El destino de Feuerstein fue trágico. Una grave enfermedad nerviosa le condujo hasta el puente Trojsky y allí terminó su vida con un salto al agua. Como hombre y como artista era inapreciable. Nezval compuso un bello poema sobre él. Pero creo que se merecía uno aún más hermoso.

Con su presencia, Toyen incrementaba una agradable atmósfera creadora. Participaba en todas las conversaciones y polémicas y tenía una firme fe artística. Gustaba a muchos. Es que también creaba atmósfera con su atractivo de chica. Escribí unos poemas sobre ella. Publiqué algunos y Toyen me sugirió que tradujera el ciclo de sonetos lesbianos de Verlaine. Tres de ellos publicó Styrsky en su Revista Erótica.

Poco después de acabar la guerra -Styrsky ya no existía-, Toyen se marchó a Francia.

Desapareció en París como en una ventisca de nieve. ¿Pero nieva en Francia tan espesamente como aquí?
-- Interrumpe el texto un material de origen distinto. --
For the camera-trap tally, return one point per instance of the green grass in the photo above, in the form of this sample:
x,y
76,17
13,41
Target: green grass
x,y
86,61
No lo sé. El caso es que desapareció en la inundación de luces en los bulevares. O se perdió en el brillo de los diamantes exhibidos en la Rué de la Paix. Se convirtió en francesa y hay poca probabilidad de que algún día atraviese de nuevo el puente Carlos.

Ahora ya no me levanto tan temprano. Pocas veces los versos me arrancan de las sábanas. Me gusta dormir aunque el cielo esté todo rosado. Una persona de edad a punto de llorar en cada emoción. Y con frecuencia me duermo aunque truene. Los ancianos duermen para irse acostumbrando: cuando se duerman para siempre, dormirán una eternidad tras otra. Ya han muerto Teige y Nezval. También Styrsky, Feuerstein, Wachsman y Muzika. Han desaparecido Josef Havlícek y Honzík, y los poetas Halas, Biebl, Hofejsí, Vancura y Hora. Han muerto muchos de aquellos con los que vivíamos y con los que experimentábamos nuestras alegrías.